Bio
Born in Thessaloniki, Kostas Yiavis earned a bachelor's degree in English and a master's in critical theory at the University of Thessaloniki before moving to Cambridge for a master's in medieval and Renaissance Literature, and a PhD in Greek literature. He then went to the United States where he taught Modern Greek language and literature at Cornell, served a post-doctoral stint at Princeton, and was a Byzantine Fellow at Harvard’s Dumbarton Oaks. He returned to Europe as a Visiting Professor of Modern Greek in Hamburg where he had been a Humboldt Fellow. Earlier in 2014 he took up the post of Ἐπίκουρος Καθηγητής (Assistant/early Associate Professor) of Modern Greek and Comparative Literature at the Faculty of Greek in Thessaloniki.
Yiavis is a literary critic with interest in all expressions of Greek from the Middle Ages to the present. Much of his initial work explored areas which are central to Greek and European literature, especially in early modernity.
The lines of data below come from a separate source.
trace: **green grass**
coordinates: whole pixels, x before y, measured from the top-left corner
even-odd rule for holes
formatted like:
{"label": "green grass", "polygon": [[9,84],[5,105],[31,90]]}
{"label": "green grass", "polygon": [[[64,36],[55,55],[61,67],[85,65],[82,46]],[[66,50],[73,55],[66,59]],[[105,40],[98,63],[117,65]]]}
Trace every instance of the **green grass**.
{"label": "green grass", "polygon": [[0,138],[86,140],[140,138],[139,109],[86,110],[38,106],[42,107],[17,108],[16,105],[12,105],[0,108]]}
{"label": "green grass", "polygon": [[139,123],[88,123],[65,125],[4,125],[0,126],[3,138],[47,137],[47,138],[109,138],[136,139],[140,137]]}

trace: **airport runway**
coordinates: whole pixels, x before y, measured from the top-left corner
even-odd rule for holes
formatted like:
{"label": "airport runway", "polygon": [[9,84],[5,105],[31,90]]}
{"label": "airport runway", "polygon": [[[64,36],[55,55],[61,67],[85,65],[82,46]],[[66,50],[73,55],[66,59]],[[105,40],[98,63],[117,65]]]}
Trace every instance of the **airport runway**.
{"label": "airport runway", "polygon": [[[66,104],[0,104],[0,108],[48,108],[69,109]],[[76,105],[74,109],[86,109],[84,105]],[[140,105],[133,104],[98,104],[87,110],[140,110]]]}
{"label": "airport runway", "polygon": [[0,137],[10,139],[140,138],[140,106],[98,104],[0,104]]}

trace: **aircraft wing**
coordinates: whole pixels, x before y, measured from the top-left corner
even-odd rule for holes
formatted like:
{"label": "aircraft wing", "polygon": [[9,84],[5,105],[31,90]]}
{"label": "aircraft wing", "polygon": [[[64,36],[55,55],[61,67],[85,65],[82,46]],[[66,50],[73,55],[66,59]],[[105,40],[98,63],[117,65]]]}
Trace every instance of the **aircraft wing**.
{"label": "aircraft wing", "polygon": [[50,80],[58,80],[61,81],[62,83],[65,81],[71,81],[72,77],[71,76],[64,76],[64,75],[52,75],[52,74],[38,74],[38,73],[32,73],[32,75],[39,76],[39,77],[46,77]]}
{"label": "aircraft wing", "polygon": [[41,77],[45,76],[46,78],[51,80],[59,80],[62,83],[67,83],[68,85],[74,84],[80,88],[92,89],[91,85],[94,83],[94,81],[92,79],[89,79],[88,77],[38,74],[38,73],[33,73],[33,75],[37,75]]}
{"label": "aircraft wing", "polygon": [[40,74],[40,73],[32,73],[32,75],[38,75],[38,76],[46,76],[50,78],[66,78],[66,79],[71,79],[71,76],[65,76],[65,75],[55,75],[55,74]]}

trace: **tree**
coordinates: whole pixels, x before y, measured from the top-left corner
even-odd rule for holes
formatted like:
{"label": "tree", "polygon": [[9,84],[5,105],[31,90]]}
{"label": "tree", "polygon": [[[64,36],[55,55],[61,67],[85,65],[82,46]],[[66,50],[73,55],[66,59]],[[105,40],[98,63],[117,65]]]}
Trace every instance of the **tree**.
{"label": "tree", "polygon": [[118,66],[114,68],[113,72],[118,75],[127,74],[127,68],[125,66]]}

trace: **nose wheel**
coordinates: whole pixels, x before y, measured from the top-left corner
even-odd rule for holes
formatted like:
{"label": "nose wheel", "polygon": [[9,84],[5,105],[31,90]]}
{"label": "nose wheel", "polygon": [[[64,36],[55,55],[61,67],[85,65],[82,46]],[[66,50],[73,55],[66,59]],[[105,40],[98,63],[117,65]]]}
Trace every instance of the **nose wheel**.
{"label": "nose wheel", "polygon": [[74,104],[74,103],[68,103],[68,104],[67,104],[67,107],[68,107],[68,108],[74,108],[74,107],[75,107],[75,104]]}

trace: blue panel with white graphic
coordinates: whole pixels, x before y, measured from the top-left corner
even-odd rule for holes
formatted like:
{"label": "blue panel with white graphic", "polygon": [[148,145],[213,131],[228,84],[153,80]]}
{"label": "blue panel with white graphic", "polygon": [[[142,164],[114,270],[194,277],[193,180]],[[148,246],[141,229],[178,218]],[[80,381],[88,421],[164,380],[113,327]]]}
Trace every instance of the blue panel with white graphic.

His first book, a critical edition of Imperios and Margarona, sought to integrate early Modern Greek romance with the Western European, Mediterranean and Near Eastern traditions. It made the case that cultural exchange was the unacknowledged norm during the long emergence into Greek modernity.
Yiavis's current research emphasises not only the impact of the Greek thought world, and the (largely uncharted) external influences it has absorbed, but also the tensions within the Western and Eastern traditions. Yiavis is interested in the revolutionary cultural changes that energize what we usually call periods. He sees literature as an integral part of cultural history, combined with political culture, collective identities and the history of ideas.
For many years Yiavis was the review editor of the Anglo-Hellenic Review. He is a strong believer in civic responsibility, has a keen interest in public policy, and is a supporter of the boards and advisory councils of a number of think tanks.